With the lockdown now likely to be extended, do you see the pain getting worse for the industry?
There has to be a balance between containing the spread of the virus, providing safety across the supply chain and reviving economic activity. We will need to approach the re-opening (of plants) post lockdown in a staggered manner, given how important social distancing is. Our hope is that we could start with 50 per cent capacity ramp-up, thereafter, in 2-4 weeks get to 75 per cent and 100 per cent in 8 weeks, if the pandemic is under control.
The fast-moving consumer goods (FMCG) industry is working closely with the government on establishing standards for each node in the supply chain. These include hygiene protocols, social distancing norms, sanitisation and deep cleaning, along with awareness sessions with workers.

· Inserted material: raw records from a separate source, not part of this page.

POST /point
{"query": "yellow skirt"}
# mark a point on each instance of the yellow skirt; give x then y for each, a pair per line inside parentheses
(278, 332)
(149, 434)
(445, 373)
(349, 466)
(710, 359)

How far away is recovery of the market?
This could be a story of two halves, depending on how long the crisis lasts. Even if the lockdown is lifted, it doesn’t mean the crisis is over. The pandemic could last much longer. From a planning point of view, what we are assuming at GCPL is that the impact of the virus will be acutely felt in Q1 FY21 and there could also be some impact in Q2. But if the crisis subsides then you could see the second half being very different from the first.
What shifts in consumption are you seeing in the wake of the crisis?
The industry will see structural changes. Certain consumer habits could shift quite significantly. Trust will become an important currency. And consumers will pay a lot of attention to health and hygiene. Typically, younger people were buying more online. Now, even the older generation will accelerate adoption of online purchasing. Kirana stores will see a resurgence as they have been the shoulder for many neighbourhoods to rely on during the lockdown for their daily essentials. Also, we will see more polarisation in the market with demand rising for both sachets and large packs.
How is GCPL preparing for this shift?
There’s a significant opportunity to reimagine our business and re-look our portfolios to innovate and take bigger bets. This journey has been an ongoing one for us — it will now accelerate as we seek newer avenues of growth. We are looking at broadening our portfolio – whether it is in male grooming, air fresheners or liquid detergents. Our go-to-market strategy will see a shift. We've also created a separate business unit focused on e-commerce.